No statistically significant association was found between MMP-1 polymorphism and lung cancer risk in younger or older subjects (Table 2). Statistically significant higher lung cancer risk (only for the 1G/2G genotype) was found in males but not in females, with the adjusted ORs for 1G/2G and 2G/2G genotypes (when using the 1G/1G genotype as reference) of 1.30 (95% CI, 1.00-1.75) and 1.23 (95% CI, 0.88-1.73) in males, and 0.99 (95% CI, 0.74-1.32) and 1.05 (95% CI, 0.75-1.46) in females, respectively.
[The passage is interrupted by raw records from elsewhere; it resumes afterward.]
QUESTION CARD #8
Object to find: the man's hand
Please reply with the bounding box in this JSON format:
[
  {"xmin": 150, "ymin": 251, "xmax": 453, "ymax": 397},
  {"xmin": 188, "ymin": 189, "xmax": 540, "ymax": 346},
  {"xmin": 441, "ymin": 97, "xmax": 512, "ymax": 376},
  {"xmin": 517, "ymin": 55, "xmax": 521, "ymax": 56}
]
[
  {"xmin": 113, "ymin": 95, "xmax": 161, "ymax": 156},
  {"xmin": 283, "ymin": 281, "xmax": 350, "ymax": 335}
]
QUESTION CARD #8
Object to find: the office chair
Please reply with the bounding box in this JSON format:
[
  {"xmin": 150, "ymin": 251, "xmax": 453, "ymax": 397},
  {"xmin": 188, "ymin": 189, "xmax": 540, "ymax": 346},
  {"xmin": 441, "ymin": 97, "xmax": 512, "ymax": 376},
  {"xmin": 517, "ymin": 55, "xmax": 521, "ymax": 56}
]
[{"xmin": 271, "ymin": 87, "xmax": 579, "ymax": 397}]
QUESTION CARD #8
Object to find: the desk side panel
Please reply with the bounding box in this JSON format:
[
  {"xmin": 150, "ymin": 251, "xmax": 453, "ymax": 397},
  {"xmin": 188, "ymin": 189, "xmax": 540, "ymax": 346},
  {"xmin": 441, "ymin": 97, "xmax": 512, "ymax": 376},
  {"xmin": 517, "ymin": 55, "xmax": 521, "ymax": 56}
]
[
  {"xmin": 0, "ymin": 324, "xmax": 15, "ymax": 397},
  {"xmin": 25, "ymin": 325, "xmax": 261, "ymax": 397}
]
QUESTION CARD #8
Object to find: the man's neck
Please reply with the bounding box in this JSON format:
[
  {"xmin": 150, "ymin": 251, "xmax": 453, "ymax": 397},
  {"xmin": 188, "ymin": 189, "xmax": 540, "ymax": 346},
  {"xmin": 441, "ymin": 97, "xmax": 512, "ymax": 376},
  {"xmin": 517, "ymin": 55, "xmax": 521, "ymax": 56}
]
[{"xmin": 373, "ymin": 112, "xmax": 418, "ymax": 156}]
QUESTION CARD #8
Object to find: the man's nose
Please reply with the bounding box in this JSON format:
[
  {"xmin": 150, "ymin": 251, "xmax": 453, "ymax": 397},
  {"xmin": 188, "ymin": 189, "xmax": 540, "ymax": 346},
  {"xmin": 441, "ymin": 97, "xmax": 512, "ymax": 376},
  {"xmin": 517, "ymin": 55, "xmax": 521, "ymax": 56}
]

For different smoking categories, statistically higher lung cancer risk (only for the 1G/2G genotype) was found in never-smokers, with the adjusted ORs for 1G/2G and 2G/2G genotypes (when versus the 1G/1G genotype) of 1.67 (95% CI, 1.02-2.76) and 1.50 (95% CI, 0.86-2.62), respectively. No associations were found in ex-smokers or current smokers, or in different pack-years of smoking (Table 2).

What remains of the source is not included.